5 rows × 1361 columns

Deal with Negative Values

Since Naive Bayes Classification requires nonnegative feature values, we need to deal with negative values. Here I use softmax function to transform negative values.

def softmax(x):
    """Compute softmax values for each sets of scores in x."""
    e_x = np.exp(x - np.max(x))
    return e_x / e_x.sum()
data_nonneg = data
for col in data_nonneg.columns[(data < 0).any()].tolist():
    data_nonneg[col] = softmax(data[col])

# This isthe format for nonnegative testing input
classification_nonnegative_test_input = data_nonneg

Append Target Class Back to Dataset

Note that the target class should be at the last column.

data['ArrDelay'] = y
data_nonneg['ArrDelay'] = y

# This is the format for training input
classification_train_input = data
# This is the format for nonnegative training input
classification_nonnegative_train_input = data_nonneg

data.head()
0 1 2 3 4 5 6 7 8 9 ... 2484 2485 2486 2487 2488 2489 2490 2491 2492 ArrDelay
2000 1.0 0.0 0.0 0.0 0.0 0.0 0.0 0.0 0.0 0.0 ... 259.0 252.0 233.0 7.0 1587.0 15.0 11.0 0.0 0.0 1
2000 1.0 0.0 0.0 0.0 0.0 0.0 0.0 0.0 0.0 0.0 ... 291.0 252.0 239.0 40.0 1587.0 5.0 47.0 0.0 0.0 0
2000 1.0 0.0 0.0 0.0 0.0 0.0 0.0 0.0 0.0 0.0 ... 247.0 252.0 226.0 -7.0 1587.0 7.0 14.0 0.0 0.0 1
2000 1.0 1.0 0.0 0.0 0.0 0.0 0.0 0.0 0.0 0.0 ... 255.0 255.0 244.0 -4.0 1587.0 3.0 8.0 0.0 0.0 1
2000 1.0 0.0 1.0 0.0 0.0 0.0 0.0 0.0 0.0 0.0 ... 299.0 255.0 267.0 47.0 1587.0 8.0 24.0 0.0 0.0 0

5 rows × 2494 columns

Export Preprocessed Data

Note that we set headre=False to avoid mapreduce function mistaken header as a data row.
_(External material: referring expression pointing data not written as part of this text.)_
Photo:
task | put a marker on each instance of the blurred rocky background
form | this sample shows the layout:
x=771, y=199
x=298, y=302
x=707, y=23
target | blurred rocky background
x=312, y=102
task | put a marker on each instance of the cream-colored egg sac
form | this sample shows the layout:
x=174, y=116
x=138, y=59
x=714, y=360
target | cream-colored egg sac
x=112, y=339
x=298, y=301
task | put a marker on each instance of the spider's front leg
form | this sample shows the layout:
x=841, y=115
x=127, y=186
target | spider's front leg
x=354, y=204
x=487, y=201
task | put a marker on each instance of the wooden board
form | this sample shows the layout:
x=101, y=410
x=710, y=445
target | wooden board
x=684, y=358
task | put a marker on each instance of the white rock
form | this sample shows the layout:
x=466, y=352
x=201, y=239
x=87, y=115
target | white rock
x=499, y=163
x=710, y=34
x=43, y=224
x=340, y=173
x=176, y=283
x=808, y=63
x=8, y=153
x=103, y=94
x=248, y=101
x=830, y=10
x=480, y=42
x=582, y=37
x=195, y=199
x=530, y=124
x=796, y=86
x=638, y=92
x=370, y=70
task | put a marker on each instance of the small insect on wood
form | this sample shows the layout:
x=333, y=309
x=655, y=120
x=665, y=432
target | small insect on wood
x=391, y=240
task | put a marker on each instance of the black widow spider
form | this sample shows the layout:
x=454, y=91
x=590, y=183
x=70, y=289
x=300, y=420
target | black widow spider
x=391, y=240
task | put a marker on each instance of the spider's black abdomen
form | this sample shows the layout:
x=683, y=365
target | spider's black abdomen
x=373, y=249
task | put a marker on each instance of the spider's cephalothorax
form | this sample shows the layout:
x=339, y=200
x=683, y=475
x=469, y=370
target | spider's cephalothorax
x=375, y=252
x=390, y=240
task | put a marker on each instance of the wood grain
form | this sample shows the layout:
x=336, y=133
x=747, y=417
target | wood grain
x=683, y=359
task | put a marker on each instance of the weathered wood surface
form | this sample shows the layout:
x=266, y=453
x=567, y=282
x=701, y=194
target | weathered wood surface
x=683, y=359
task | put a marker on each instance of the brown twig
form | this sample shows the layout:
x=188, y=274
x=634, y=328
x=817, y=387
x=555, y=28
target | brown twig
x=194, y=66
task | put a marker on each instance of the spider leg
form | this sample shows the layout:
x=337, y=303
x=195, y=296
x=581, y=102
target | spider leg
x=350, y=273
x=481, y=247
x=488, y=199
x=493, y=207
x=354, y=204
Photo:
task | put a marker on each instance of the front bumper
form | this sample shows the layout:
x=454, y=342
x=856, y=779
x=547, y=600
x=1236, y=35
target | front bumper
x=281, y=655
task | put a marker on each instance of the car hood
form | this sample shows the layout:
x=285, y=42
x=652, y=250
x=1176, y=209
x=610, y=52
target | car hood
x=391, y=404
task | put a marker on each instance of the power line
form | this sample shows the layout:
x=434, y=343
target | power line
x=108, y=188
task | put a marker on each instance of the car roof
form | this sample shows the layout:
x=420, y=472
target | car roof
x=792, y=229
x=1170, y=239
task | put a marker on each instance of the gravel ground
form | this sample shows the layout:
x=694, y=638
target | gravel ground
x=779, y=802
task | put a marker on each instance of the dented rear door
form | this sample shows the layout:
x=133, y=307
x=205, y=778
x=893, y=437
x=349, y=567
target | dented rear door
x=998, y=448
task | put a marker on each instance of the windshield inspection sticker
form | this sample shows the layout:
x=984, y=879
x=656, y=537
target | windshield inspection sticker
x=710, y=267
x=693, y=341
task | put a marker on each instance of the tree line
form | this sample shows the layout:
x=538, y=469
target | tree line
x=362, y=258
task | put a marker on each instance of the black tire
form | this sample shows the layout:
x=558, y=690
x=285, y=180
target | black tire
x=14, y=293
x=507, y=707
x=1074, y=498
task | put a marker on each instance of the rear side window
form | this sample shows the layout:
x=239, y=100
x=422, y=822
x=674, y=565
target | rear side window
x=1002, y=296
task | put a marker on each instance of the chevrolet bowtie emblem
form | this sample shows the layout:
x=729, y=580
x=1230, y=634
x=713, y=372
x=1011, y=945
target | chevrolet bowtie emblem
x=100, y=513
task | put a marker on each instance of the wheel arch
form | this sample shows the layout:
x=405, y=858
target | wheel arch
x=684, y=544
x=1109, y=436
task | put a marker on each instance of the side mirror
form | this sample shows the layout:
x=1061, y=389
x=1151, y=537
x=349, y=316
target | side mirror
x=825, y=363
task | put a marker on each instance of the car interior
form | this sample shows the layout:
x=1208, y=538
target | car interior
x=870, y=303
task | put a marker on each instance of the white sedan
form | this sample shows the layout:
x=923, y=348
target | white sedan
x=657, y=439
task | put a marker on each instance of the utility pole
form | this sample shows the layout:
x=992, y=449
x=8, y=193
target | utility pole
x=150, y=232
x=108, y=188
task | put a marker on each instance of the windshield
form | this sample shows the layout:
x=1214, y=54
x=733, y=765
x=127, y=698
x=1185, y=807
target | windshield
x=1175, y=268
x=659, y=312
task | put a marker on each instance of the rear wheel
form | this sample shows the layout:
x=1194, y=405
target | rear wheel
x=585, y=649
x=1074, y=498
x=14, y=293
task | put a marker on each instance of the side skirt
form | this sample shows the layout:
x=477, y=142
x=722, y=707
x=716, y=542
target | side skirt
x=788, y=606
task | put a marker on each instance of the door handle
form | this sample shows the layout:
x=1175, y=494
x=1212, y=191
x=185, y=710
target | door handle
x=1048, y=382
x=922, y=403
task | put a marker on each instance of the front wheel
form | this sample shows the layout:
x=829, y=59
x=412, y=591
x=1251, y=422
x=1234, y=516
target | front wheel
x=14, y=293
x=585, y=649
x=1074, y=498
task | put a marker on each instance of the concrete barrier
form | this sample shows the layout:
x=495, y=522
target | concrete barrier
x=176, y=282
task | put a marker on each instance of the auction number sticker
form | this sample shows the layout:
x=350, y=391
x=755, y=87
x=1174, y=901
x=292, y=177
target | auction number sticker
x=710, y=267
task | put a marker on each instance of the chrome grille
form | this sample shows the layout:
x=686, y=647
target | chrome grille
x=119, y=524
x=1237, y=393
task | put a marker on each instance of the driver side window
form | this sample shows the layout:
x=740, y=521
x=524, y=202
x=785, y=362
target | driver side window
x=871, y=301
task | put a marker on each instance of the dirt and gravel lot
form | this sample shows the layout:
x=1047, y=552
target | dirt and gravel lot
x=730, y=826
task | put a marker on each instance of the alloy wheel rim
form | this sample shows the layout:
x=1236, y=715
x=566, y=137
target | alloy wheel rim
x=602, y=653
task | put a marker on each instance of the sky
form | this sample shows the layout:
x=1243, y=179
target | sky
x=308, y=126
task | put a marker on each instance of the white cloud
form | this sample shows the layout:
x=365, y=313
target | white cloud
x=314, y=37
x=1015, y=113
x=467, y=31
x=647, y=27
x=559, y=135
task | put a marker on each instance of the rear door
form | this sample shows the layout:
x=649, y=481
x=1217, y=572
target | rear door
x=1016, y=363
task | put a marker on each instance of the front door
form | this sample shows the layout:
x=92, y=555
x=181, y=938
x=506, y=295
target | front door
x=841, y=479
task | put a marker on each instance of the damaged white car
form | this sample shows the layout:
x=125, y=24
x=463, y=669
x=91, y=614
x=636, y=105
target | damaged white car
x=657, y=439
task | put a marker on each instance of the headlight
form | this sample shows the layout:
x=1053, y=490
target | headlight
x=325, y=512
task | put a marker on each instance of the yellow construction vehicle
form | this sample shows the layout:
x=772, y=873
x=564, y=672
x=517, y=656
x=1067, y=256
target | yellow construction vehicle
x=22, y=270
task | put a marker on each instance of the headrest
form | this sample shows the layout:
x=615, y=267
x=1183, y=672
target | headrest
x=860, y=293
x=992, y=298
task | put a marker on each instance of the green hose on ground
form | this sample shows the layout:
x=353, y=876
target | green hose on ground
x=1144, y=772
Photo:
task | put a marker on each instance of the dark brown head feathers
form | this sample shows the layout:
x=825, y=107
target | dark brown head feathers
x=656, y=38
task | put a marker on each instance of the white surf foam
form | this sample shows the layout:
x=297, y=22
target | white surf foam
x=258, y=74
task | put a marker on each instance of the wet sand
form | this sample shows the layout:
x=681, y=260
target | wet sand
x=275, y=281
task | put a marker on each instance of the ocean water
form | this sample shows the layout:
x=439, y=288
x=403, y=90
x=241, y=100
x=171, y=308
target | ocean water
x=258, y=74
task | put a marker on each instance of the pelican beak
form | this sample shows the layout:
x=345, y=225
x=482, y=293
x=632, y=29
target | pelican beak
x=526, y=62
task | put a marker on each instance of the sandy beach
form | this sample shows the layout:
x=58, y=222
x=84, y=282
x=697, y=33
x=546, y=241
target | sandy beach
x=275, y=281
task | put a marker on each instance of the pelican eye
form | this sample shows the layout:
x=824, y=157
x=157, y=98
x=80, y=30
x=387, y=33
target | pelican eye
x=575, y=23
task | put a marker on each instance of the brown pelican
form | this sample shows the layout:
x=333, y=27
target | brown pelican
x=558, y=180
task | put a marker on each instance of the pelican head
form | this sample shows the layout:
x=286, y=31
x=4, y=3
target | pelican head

classification_train_input.to_csv('classification_train_input', header=False)
classification_test_input.to_csv('classification_test_input', header=False)
classification_nonnegative_train_input.to_csv('classification_nonnegative_train_input', header=False)
classification_nonnegative_test_input.to_csv('classification_nonnegative_test_input', header=False)

Note that validation file should be split form training file by yourself.